Load packages and trilogy data sets

Let’s start by loading the materials we’ll need:

The main package we’ll use is the tidyverse, which is actually a collection of R packages with consistent design philosophy, grammar, and data structures.

To pull the current versions of the datasets, we’ll follow the steps outlined in the Getting Started > Use in Reproducible Research vignette. That’s why you’ll see a long, alphanumeric code in the links below, specifying precisely what version of the data is being used.

tmi <- read_csv("https://raw.githubusercontent.com/j-hagedorn/trilogy/d57c2cefd0b216c8ce5c251f618c3e931c732d0a/data/tmi.csv")
atu_df <- read_csv("https://raw.githubusercontent.com/j-hagedorn/trilogy/d57c2cefd0b216c8ce5c251f618c3e931c732d0a/data/atu_df.csv")
atu_seq <- read_csv("https://raw.githubusercontent.com/j-hagedorn/trilogy/d57c2cefd0b216c8ce5c251f618c3e931c732d0a/data/atu_seq.csv")
aft <- read_csv("https://raw.githubusercontent.com/j-hagedorn/trilogy/d57c2cefd0b216c8ce5c251f618c3e931c732d0a/data/aft.csv")

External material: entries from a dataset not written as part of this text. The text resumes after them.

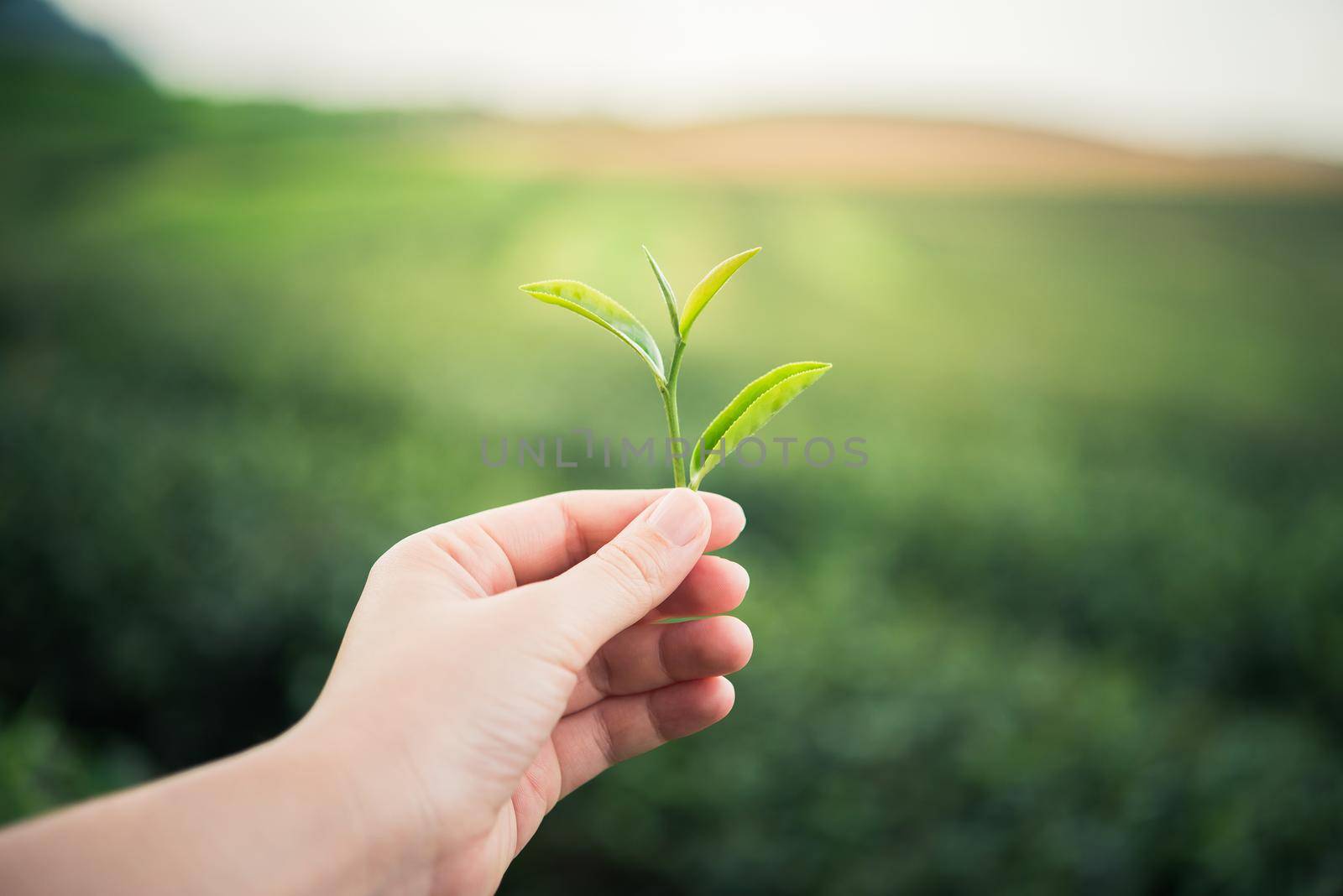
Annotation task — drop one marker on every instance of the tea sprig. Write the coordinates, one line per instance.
(745, 414)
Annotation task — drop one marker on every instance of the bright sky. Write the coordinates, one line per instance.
(1201, 74)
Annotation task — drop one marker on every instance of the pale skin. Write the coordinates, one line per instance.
(492, 665)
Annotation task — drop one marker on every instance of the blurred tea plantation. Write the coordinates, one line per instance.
(1078, 627)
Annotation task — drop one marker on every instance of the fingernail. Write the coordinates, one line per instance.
(678, 517)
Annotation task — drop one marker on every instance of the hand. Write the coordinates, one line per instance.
(499, 662)
(492, 665)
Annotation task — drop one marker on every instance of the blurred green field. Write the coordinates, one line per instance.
(1074, 627)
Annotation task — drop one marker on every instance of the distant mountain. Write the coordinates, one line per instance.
(35, 29)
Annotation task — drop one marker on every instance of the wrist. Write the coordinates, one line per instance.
(384, 848)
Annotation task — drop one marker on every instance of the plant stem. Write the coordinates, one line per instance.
(673, 418)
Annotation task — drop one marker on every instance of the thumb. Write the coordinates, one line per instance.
(629, 576)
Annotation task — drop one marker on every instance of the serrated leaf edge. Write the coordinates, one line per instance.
(698, 471)
(655, 361)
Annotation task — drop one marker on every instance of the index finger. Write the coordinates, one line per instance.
(543, 537)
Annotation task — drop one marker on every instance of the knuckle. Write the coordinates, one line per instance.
(635, 565)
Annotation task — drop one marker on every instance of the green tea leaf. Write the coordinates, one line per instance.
(666, 291)
(602, 309)
(750, 412)
(709, 286)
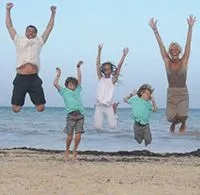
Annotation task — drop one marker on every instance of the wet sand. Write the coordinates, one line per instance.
(31, 171)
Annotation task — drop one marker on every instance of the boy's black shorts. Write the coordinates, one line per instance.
(31, 84)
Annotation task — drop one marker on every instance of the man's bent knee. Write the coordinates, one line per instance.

This allows us to explicitly reference a version of the data so that any research we do can be precisely replicated by others. For instance, if you wanted to pull an old (and not yet cleaned-up) version of the aft dataset, you’d just need to go back in the GitHub history and run the following:

old_aft <- read_csv("https://raw.githubusercontent.com/j-hagedorn/trilogy/f0fb12d108734847114f17980b05686a26305e38/data/aat.csv")

Overview

Summary Stats

The table below shows the distinct count of motifs and tale types in Trilogy datasets.

x <- 
  atu_seq %>% 
  # Get all tale IDs and motif IDs within them
  select(motif,atu_id) %>% 
  mutate(in_atu_seq = T) %>%
  # Pull in all tale IDs present in annotated tales.
  # Note that counting motifs in annotated tales assumes 
  # that each tale has each motif in the canonical sequence.
  left_join(
    aft %>% select(atu_id) %>% mutate(in_aft = T),
    by = "atu_id"
  ) %>%
  distinct(motif, in_atu_seq, in_aft) %>%
  mutate(in_aft = if_else(is.na(in_aft),F,T)) %>%
  # Don't keep multiple rows per motif, count as present (i.e. 'TRUE')
  group_by(motif, in_atu_seq) %>%
  filter(in_aft == max(in_aft))

m <-
  tmi %>%
  select(motif = id) %>%
  distinct(motif) %>%
  mutate(in_tmi = T) %>%
  full_join(x, by = "motif") %>%
  mutate(
    in_tmi =     if_else(is.na(in_tmi),F,in_tmi),
    in_atu_seq = if_else(is.na(in_atu_seq),F,in_atu_seq),
    in_aft =     if_else(is.na(in_aft),F,in_aft)
  ) 

m_sum <-
  m %>%
  summarise(
    in_tmi =     sum(in_tmi),
    in_atu_seq = sum(in_atu_seq),
    in_aft =     sum(in_aft)
  ) %>%
  mutate(unit = "motifs")
  
t <-
  atu_df %>%
  distinct(atu_id) %>%
  mutate(in_atu_df = T) %>%
  left_join(
    atu_seq %>% 
      distinct(atu_id) %>%
      mutate(in_atu_seq = T),
    by = "atu_id"
  ) %>%
  left_join(
    aft %>%
      distinct(atu_id) %>%
      mutate(in_aft = T),
    by = "atu_id"
  ) %>%
  mutate(
    in_atu_seq = if_else(is.na(in_atu_seq),F,in_atu_seq),
    in_aft = if_else(is.na(in_aft),F,in_aft)
  ) 

t_sum <-
  t %>%
  summarise(
    in_atu_df =  sum(in_atu_df),
    in_atu_seq = sum(in_atu_seq),
    in_aft =     sum(in_aft)
  ) %>%
  mutate(unit = "tale types")
  
m_sum %>%
  bind_rows(t_sum) %>%
  select(
    unit, tmi = in_tmi, 
    atu_df = in_atu_df, atu_seq = in_atu_seq, aft = in_aft
  ) %>%
  rmarkdown::paged_table()
rm(m); rm(m_sum); rm(t); rm(t_sum)

Note that motifs do not exist in atu_df or atu_combos, because those datasets contain one row per atu_id. Similarly, tale types (atu_ids) do not exist in tmi, because that dataset contains one row per motif.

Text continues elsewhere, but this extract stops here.